The restart will help increase temperatures in tanks and the pipeline, Alyeska explained, reducing the potential for wax in the oil to accumulate or for water in the oil to freeze. It also allows flowing oil to move a cleaning pig from its current location between Mileposts 419 and 420 to Pump Station 8.

The pig could affect the pump station equipment if left in the pipeline too long in cold temperatures. With the pipeline operating again, crews can trap the pig between two valves in the mainline and route crude oil around through bypass piping, Alyeska said.

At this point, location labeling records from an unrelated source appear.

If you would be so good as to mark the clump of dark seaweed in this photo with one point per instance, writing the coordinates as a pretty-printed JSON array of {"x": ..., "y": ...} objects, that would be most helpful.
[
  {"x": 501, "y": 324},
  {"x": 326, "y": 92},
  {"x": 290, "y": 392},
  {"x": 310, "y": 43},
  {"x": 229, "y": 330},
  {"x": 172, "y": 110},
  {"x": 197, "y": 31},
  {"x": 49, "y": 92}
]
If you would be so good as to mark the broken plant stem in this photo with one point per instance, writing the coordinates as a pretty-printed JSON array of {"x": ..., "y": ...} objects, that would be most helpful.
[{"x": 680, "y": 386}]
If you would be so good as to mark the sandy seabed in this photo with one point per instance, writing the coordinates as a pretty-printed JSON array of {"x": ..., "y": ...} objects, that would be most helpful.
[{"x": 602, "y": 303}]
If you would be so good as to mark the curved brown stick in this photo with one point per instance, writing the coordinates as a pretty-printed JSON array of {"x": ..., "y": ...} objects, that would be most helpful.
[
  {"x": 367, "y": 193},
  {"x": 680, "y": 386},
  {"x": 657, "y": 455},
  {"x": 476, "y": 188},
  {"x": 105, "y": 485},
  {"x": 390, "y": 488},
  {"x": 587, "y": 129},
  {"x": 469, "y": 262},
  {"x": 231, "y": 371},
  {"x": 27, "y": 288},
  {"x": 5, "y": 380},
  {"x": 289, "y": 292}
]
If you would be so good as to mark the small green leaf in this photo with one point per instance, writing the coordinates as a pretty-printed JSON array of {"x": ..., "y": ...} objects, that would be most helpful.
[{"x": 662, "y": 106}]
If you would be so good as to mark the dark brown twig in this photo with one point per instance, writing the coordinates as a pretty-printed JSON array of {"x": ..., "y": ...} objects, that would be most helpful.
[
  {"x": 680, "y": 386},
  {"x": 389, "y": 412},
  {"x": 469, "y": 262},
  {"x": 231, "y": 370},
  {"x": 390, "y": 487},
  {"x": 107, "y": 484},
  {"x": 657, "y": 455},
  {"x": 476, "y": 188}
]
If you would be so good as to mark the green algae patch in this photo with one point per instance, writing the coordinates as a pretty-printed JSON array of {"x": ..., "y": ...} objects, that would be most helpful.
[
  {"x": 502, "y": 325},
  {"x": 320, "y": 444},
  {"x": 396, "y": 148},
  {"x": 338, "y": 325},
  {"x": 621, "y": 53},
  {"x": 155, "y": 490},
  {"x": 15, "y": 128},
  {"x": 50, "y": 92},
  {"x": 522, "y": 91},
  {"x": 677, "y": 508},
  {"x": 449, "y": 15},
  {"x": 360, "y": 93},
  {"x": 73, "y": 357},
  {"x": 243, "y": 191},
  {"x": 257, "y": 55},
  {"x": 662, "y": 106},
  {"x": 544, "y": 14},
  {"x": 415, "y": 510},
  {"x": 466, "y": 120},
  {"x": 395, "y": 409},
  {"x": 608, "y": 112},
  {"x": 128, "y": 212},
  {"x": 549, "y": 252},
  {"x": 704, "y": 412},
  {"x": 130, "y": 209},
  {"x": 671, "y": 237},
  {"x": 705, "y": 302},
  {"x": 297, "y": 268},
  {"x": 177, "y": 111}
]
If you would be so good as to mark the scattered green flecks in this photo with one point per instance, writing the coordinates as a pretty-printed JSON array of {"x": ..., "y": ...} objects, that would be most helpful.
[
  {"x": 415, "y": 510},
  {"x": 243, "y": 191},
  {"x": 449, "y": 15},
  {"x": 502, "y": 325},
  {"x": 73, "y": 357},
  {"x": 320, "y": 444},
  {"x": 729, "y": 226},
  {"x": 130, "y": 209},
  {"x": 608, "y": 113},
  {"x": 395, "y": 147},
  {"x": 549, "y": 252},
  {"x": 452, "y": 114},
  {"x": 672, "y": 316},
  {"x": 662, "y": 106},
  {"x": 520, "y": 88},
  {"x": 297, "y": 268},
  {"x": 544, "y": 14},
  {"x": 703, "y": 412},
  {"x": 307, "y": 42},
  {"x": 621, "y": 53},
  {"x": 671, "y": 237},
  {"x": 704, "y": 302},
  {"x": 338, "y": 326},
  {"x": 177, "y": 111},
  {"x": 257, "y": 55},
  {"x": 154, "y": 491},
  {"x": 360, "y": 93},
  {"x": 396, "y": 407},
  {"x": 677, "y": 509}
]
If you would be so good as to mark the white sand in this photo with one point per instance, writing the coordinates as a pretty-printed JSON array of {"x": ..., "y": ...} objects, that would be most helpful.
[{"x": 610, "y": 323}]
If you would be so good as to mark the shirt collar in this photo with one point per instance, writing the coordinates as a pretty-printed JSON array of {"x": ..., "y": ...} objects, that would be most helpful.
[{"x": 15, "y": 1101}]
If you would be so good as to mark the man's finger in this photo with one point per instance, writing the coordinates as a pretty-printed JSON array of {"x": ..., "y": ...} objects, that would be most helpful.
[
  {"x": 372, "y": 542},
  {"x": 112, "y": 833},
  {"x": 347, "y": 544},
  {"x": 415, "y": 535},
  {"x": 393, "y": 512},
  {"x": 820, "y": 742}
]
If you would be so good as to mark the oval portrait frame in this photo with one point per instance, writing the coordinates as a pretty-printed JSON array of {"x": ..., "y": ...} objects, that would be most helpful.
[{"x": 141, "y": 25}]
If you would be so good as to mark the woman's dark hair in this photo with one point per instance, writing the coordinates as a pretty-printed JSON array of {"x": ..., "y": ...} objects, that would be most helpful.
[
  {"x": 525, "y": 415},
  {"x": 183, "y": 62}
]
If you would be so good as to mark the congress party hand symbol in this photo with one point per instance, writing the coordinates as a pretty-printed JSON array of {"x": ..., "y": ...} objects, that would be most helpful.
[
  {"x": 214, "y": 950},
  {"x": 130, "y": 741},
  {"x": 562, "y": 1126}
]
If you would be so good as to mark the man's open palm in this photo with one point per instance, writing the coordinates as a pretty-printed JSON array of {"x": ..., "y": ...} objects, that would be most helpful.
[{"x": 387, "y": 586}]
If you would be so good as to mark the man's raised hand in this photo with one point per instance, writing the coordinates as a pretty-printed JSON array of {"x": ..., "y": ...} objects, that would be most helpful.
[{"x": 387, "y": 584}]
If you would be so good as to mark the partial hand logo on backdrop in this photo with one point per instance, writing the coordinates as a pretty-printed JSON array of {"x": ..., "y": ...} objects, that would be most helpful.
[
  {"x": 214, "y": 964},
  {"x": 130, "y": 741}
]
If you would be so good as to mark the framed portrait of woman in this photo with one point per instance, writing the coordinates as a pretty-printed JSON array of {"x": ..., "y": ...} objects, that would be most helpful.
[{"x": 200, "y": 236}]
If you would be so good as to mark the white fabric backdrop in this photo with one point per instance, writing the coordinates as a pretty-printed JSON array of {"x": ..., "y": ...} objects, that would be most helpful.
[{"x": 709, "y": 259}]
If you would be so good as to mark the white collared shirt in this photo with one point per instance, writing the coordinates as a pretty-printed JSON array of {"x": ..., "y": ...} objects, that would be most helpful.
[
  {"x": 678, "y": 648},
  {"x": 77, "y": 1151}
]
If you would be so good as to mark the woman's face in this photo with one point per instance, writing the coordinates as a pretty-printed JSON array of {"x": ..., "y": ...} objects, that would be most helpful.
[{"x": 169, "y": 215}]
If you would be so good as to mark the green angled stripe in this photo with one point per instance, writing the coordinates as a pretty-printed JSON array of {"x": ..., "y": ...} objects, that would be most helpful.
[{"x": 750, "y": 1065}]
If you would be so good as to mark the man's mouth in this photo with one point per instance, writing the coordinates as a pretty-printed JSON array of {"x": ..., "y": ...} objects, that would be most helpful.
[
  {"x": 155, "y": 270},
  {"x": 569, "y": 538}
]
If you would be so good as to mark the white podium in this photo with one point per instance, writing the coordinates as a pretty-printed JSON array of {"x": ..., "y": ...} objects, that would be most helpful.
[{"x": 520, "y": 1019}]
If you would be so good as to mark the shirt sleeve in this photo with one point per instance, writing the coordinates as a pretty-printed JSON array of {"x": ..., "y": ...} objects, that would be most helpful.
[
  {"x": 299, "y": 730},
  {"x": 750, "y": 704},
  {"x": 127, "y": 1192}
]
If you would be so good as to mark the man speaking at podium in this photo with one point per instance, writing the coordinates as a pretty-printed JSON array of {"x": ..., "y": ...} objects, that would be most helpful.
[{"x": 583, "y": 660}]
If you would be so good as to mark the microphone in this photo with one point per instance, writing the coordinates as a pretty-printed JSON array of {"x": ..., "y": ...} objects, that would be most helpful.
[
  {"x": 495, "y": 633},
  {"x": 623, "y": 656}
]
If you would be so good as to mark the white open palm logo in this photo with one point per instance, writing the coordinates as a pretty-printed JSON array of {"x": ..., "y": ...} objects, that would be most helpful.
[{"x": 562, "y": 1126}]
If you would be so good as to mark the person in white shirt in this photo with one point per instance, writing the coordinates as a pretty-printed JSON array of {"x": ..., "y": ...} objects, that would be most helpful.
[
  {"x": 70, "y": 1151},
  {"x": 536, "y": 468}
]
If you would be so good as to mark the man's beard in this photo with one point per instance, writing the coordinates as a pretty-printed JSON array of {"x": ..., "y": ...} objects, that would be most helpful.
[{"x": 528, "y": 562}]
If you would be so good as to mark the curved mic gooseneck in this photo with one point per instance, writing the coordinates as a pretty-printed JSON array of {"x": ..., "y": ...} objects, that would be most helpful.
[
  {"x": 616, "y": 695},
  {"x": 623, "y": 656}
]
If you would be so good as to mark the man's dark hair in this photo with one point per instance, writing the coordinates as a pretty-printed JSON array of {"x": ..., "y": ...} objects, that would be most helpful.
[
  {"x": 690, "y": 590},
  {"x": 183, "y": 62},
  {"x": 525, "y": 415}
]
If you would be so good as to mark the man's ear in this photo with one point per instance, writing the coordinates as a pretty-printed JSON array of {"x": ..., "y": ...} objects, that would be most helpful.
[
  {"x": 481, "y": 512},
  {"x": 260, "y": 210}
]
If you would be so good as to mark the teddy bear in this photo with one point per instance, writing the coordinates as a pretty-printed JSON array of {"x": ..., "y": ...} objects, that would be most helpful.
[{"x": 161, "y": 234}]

Alyeska said the restart solves three problems: It avoids a more complex cold restart process, it avoids additional problems that would occur if the pig were in the line when the pipeline begins to get too cold, and it allows North Slope producers to increase production, which will help mitigate freeze concerns on the North Slope.

Harvest to build Eagle Ford crude oil pipeline

Harvest Pipeline Co. has started to construct a 25-mile crude oil pipeline from near Cotulla in LaSalle County, Tex., to an interconnect near Fowlerton, Tex., with its existing 140-mile Pearsall pipeline.

The lateral represents the next phase of Harvest's continuing expansion of its Arrowhead Pipeline in an effort to increase shipments of Eagle Ford crude to refining and terminal facilities in Corpus Christi.

Harvest expects the Cotulla line to enter service in the third quarter. The Cotulla line will be supported with volume commitments from large producers in LaSalle and Dimmit counties, according to Harvest.

Harvest operates pipeline systems running through the Eagle Ford trend from Maverick County to San Patricio County, Tex.

Harvest also operates oil and gas gathering and mainline systems across south Texas and Louisiana.

Koch Pipeline Co. LP received shareholder approval to build a 120,000-b/d Eagle Ford pipeline to Corpus Christi in December 2010 (OGJ Online, Dec. 17, 2010).